Cuando un estudiante hace novillos y se escapa una mañana a la playa, luego no puede mentir diciendo que ha estado en la biblioteca. El brillo de su rostro le delata. Basta con tenderse al sol, para que el sol deje su huella inequívoca en la piel. Es algo casi mecánico. De un modo semejante, el situarse ante Dios, sin necesidad de pensar mucho ni de hacer grandes propósitos, va coloreando nuestro rostro y nuestra vida.
Al mismo tiempo la contemplación nos concede la gracia de ver cómo todas las cosas se transfiguran. Todo sigue estando allí, pero todo ha recibido un sentido diferente. A partir de Dios todo recibe una luz nueva, nuevos contornos, profundidades distintas. Ha cambiado la perspectiva. Lo que antes parecía grande es ahora pequeño, y lo que antes parecía pequeño, es ahora grande. No sólo se ha transfigurado uno, sino que también la realidad ha quedado transfigurada.
Desde ahí podemos luego bajar del monte en un retorno al yo, al mundo y a los hermanos para hacerles un anuncio gozoso: "Vete donde mis hermanos y diles" (Jn 20,17). Entonces el testimonio no es indoctrinación ni ideología.
Jesús ha sido el gran contemplativo del rostro del Padre. "A Dios nunca lo ha visto nadie. El Hijo único que está vuelto hacia el seno del Padre es quien nos lo ha dado a conocer" (Jn 1,18). Porque lo ha visto es por lo que nos lo puede dar a conocer. Jesús contempla el rostro del Padre desde toda la eternidad.

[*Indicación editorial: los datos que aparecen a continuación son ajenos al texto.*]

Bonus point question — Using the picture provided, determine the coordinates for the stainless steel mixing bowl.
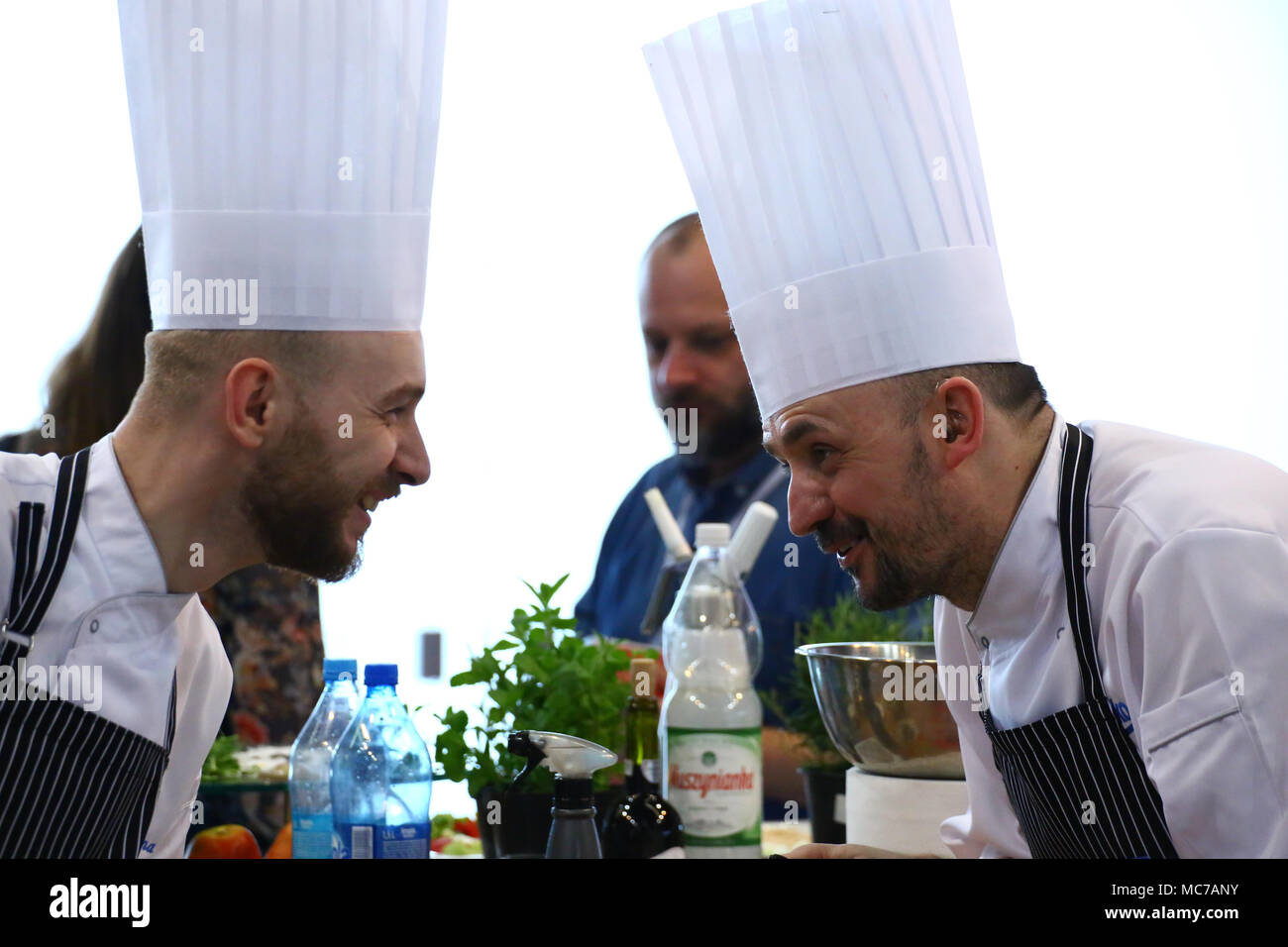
[796,642,966,780]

Con una mirada detenida se ha ido dejando configurar por ese rostro que ilumina (Sal 31,17) y que sacia (Sal 17,15) y se pierde en su espesura. No es una mirada curiosa, consumista, utilitaria, una mirada que violenta y manipula las cosas para servirse de ellas, sino una mirada de siervo, colgada suspendida de cada pequeño gesto, porque el más pequeño deseo del Amado se convierte en una orden imperativa, pero al mismo tiempo soberanamente libre. "Como están los ojos de los siervos fijos en las manos de sus señores…" (Sal 123,2).
Por eso pudo Jesús reflejar la luz de Dios como nunca nadie ha podido reflejarla. En el Tabor los tres discípulos vieron con sus propios ojos esa luz, "cuando la sublime Gloria le dirigió esta voz: ‘Este es mi Hijo muy amado en quien me complazco’. Nosotros mismos escuchamos esta voz venida del cielo, estando con él en el monte santo" (2 Pe 1,18).

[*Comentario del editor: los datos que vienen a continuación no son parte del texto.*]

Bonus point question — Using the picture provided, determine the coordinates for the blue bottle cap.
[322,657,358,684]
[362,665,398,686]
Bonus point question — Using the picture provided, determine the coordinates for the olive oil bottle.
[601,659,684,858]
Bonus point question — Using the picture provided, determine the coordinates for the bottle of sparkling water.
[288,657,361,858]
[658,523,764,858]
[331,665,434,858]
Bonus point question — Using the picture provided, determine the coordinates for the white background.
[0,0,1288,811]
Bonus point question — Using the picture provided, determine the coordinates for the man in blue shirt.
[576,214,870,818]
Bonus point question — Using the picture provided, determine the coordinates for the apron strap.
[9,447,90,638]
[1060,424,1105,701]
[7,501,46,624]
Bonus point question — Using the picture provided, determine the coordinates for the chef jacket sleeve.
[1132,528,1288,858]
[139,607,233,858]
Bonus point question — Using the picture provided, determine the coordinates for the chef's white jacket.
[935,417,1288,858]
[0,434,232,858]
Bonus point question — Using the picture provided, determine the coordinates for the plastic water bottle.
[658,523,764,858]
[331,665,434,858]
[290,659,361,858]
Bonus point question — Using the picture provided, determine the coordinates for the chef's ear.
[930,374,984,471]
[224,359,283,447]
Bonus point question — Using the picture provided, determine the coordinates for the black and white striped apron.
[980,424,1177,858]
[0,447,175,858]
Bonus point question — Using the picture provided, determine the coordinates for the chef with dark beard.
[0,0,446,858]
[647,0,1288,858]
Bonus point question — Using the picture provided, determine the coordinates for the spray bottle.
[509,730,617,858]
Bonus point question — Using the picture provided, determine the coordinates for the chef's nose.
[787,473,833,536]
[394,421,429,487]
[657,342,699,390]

Al terminar la experiencia en el Tabor todo recobró su aspecto normal y desaparecieron Moisés y Elías (Mc 9,8). Pero los tres discípulos testigos de la transfiguración serán también testigos privilegiados de la agonía de Jesús en Getsemaní, y contemplarán ese mismo rostro que un día vieron en gloria, desencajado por el pavor y la angustia (Mc 14,33).
Los verdaderos contemplativos deben saben luego descubrir la gloria de Dios en las situaciones más oscuras de la existencia, en el rostro desencajado de los pobres, los agonizantes, las víctimas de la opresión y la injusticia.